Le patron – ou plutôt le secrétaire général en titre – de l’Alliance atlantique, le Danois Anders Fogh Rasmussen a exprimé sa « très forte solidarité » à son pion turc et assuré que la grande famille de l’OTAN suivrait « de très près » les développements de la situation « à la frontière sud-est de l’OTAN ».
Reste que cette réunion convoquée sous l’égide du désormais fameux article 4 de la charte de L’OTAN - c’est la deuxième fois en 60 ans d’existence – n’a décidé d’aucune mesure coercitive particulière, Rasmussen n’évoquant notamment aucune réaction militaire, et se contentant d’appeler les autorités syriennes à tout mettre en oeuvre pour éviter de nouveaux incidents du type de celui ayant entraîné la destruction d’un chasseur-bombardier turc vendredi au large des côtes syriennes.
Bref cette montagne de 28 nations n’a accouché que d’une petite souris, un communiqué convenu de soutien à la Turquie. Erdogan va devoir apparemment s’en contenter. À moins bien sûr qu’aient été prises des décisions secrètes, portant sur aide affective mais discrète à l’allié dévoué des États-Unis – et d’Israël quoi qu’il en dise à son opinion – dans la région.
Mais nous répétons que l’engagement de l’OTAN sur le « front syrien » sera toujours a minima – pour ne pas dire nul – pour des raisons qui tiennent à la fois à la diplomatie – opposition des russes et des Chinois, engagement possible de l’Iran, instabilité en Libye, en Égypte, au Yémen – et à la politique intérieure – méfiance, réticence ou franche hostilité des opinions publiques.
Ergogan fait déjà la guerre aux Syriens via l’ASL
Réduit à ses seules forces, Recep Tayyep Erdogan - qui à notre connaissance, n’a pas demandé le secours de l’OTAN quand les commandos israéliens ont tué, au printemps 2009, plusieurs Turcs participant à une flotille anti-blocus de Gaza – bombe le torse et hausse (encore) le ton : mardi, il a annoncé que l’armée turque était en train de « changer ses règles d’engagement » et répondrait désormais à toute violation de frontière terrestre, aérienne ou maritime de la part de son voisin, qualifiant au passage la destruction du F4 turc d’ »attaque lâche du régime al-Assad ».
Un régime dont le Premier ministre turc assure qu’il est devenu « une menace claire et proche pour la sécurité de la Turquie comme pour son propre peuple« . Un peuple syrien qu’Erdogan considère, qu’on se rassure dans les chaumières de Deraa à Idleb, comme un « frère« , opprimé par un « dictateur sanguinaire et sa clique« , pour reprendre sa formulation plus digne d’un fanatique barbu que d’un dirigeant « islamiste modéré » exemplaire.
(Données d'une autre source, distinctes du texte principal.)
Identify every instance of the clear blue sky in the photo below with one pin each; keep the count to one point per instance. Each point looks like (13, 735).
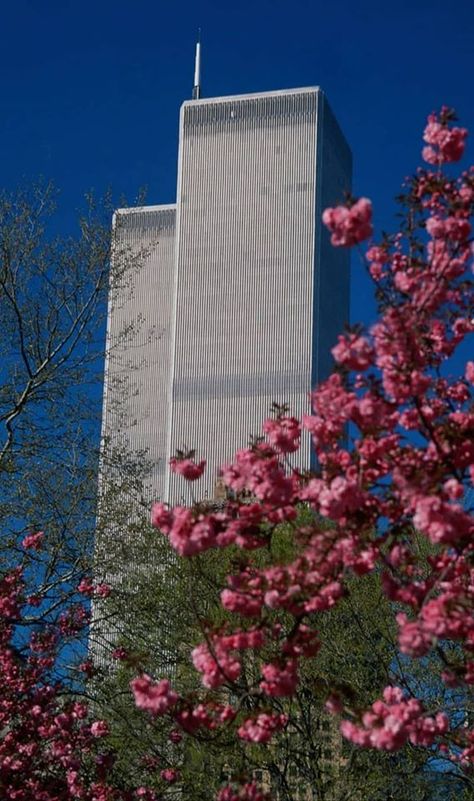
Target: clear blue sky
(90, 91)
Certes, tout ceci sonne très « avant-guerre ». Sauf que la mobilisation n’est pas la guerre, et qu’Erdogan, en dépit de toutes ses poses et menaces, n’en est même pas à la mobilisation. La guerre, il en mène déjà une du reste contre les Kurdes à la frontière irakienne, son aviation ne s’étant pas gênée pour violer l’espace aérien irakien, certes démantelé par les Américains, à des fins de bombardements de camps du PKK.
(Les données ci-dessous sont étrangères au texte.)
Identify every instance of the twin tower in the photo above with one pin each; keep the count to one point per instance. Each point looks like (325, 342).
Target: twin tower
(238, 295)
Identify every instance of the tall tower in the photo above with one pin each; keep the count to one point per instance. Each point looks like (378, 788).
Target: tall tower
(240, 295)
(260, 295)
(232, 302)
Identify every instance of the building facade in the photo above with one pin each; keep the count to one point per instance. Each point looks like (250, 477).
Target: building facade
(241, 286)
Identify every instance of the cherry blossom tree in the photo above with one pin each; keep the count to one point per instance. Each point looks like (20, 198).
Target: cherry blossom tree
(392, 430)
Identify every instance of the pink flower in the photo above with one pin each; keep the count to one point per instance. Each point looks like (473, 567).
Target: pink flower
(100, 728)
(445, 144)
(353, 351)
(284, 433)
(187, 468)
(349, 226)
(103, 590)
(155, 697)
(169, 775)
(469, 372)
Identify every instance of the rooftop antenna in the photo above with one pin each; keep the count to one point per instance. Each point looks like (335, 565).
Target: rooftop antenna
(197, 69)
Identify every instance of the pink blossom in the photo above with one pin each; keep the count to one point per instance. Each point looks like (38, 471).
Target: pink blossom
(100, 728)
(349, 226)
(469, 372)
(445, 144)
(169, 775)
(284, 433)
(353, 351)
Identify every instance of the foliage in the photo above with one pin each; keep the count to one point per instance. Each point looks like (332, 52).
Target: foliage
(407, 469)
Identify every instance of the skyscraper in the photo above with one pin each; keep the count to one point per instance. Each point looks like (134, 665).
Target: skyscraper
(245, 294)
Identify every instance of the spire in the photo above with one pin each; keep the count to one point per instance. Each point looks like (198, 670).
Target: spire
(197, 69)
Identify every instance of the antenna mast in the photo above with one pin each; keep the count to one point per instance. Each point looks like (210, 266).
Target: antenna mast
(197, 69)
Et puis, c’est vrai et on ne le souligne pas assez, il sous-traite depuis un an une guerre contre les Syriens et leur gouvernement légitime à des bandes armés islamistes, celles de l’ASL qui se servent du territoire turc comme d’une base et d’un refuge gigantesque. De toute façon, le chef de l’AKP sait bien que sa marge de manoeuvre es réduite par l’Iran – qui a déjà proposé un mission de conciliation – et la Russie.
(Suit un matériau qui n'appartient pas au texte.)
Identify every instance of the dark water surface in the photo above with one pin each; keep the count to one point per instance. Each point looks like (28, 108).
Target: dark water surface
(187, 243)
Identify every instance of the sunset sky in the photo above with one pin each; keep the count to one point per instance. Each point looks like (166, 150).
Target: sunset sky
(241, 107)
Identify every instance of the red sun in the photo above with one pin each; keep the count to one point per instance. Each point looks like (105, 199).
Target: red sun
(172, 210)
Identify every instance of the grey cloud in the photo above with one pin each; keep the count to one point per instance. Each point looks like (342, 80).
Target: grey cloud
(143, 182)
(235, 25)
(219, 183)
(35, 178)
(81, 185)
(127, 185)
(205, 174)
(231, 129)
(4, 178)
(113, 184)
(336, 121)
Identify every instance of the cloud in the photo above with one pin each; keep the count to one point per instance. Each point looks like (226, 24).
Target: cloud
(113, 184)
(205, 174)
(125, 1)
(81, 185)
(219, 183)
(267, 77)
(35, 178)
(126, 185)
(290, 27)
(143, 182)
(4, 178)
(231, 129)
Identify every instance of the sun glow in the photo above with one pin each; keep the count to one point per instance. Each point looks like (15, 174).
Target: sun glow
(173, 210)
Cette guerre sous traitée à l’ASL est manifestement la seule intervention armée qui soit à la portée de M. Erdogan pour l’heure, mais elle est incontestablement meurtrière. C’est donc bien Erdogan « et sa clique » qui sont les agresseurs de la Syrie et donc constituent « une menace claire et proche » pour toute la région.